Los pronósticos económicos para el país han sido objeto de atención recientemente, especialmente en relación con las proyecciones de inflación y crecimiento económico. Según el reciente Relevamiento de Expectativas del Mercado (REM), realizado por el Banco Central, entidades bancarias y expertos en economía han reajustado levemente sus estimaciones sobre la inflación en agosto y en los próximos meses, aunque una estabilización en la tasa de precios parece poco probable en el corto plazo.
Inflación mensual y expectativas a corto plazo
Los analistas han señalado que se espera que la inflación mensual de agosto sea del 1,7%, cifra que representa una ligera disminución respecto a pronósticos anteriores. Este ajuste se alinea con las previsiones de los diez principales pronosticadores, que han mantenido constantes sus estimaciones.

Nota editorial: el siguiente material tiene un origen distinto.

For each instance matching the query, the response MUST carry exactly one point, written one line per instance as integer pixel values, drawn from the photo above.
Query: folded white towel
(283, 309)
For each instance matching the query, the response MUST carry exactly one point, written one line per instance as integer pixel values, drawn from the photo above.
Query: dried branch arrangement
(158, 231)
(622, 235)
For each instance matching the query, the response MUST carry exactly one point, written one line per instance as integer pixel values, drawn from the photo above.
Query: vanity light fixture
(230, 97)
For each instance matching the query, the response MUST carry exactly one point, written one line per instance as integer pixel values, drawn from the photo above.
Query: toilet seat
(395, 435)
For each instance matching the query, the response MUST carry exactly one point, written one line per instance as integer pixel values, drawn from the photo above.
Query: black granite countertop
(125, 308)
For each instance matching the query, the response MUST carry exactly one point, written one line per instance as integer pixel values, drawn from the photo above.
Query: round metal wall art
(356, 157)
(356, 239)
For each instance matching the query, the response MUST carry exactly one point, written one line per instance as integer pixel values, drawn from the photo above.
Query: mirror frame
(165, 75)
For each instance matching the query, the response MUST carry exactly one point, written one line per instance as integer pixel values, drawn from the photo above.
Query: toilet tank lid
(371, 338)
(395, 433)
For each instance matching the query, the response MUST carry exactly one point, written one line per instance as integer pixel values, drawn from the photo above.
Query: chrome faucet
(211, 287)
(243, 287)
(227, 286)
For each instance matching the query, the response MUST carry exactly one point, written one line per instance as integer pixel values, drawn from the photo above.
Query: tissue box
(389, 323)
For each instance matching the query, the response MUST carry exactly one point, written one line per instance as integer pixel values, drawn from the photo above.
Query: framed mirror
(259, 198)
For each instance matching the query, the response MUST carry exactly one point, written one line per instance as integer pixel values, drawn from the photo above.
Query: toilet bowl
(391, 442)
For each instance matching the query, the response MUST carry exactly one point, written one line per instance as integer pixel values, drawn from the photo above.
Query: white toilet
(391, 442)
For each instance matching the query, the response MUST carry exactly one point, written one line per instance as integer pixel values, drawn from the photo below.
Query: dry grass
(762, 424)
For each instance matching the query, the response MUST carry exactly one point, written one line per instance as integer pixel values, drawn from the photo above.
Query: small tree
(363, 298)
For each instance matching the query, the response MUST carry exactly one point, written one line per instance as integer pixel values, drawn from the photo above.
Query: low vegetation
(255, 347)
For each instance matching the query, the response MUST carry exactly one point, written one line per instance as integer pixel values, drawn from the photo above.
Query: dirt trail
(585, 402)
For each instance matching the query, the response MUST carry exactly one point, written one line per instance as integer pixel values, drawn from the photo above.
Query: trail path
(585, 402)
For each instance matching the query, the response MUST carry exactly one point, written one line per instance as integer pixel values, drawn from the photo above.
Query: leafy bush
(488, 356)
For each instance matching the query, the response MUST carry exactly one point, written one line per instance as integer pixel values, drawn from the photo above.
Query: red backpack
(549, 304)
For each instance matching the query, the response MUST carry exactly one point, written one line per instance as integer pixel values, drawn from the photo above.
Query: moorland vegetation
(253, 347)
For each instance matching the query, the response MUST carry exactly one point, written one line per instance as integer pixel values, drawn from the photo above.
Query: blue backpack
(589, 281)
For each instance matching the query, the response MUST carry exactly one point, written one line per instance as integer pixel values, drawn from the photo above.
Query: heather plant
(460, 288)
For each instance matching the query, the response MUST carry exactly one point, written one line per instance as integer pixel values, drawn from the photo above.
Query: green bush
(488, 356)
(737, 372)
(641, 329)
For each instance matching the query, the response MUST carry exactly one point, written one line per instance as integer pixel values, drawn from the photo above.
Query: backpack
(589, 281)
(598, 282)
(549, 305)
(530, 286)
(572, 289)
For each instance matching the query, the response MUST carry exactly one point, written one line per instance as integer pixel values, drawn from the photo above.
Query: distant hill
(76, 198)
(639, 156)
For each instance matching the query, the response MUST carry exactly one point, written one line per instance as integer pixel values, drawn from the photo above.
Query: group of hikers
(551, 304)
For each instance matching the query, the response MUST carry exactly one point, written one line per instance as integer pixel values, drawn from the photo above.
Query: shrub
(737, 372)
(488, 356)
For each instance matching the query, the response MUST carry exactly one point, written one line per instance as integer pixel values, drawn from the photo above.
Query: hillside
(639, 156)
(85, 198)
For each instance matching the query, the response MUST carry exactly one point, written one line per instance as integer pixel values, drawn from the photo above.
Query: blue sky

Inflación núcleo y tendencias a futuro
La llamada inflación «núcleo», que excluye precios regulados y estacionales para ofrecer una categoría más representativa del comportamiento de los precios, también muestra un descenso a 1,6% para el mismo periodo, lo que sugiere una ligera desaceleración en la presión inflacionaria.
Proyecciones de inflación a largo plazo
Los expertos en economía afirman que, a pesar de las pequeñas variaciones observadas, no se prevé que la inflación mensual baje del 1,5% hasta como mínimo febrero de 2027. Se estima que la inflación para todo el 2026 se cierre en un 30%, un aumento modesto en comparación con las expectativas anteriores, mientras que la proyección para la inflación acumulada en el próximo año se sitúa en 21%, lo que representa una caída de 0,8 puntos porcentuales respecto a pronósticos previos.
Proyecciones de inflación para 2027 y 2028
Más allá del 2026, los participantes del REM prevén una inflación del 20,5% para 2027 y un 14,1% anual en 2028. Aunque estas cifras muestran un descenso en la inflación, se aclara que es improbable que se mantenga por debajo del 1% mensual durante al menos los próximos dos años.
Actividad económica y desempleo
En cuanto a la actividad económica, se estima que hubo una caída del 0,9% en el segundo trimestre del año, una revisión a la baja de medio punto porcentual respecto a estimaciones previas. Sin embargo, se espera un rebote en la actividad del 1,1% para el siguiente trimestre. Para cerrar el 2026, se prevé un crecimiento real del 2,1% por encima del año anterior, lo que indicaría un crecimiento moderado.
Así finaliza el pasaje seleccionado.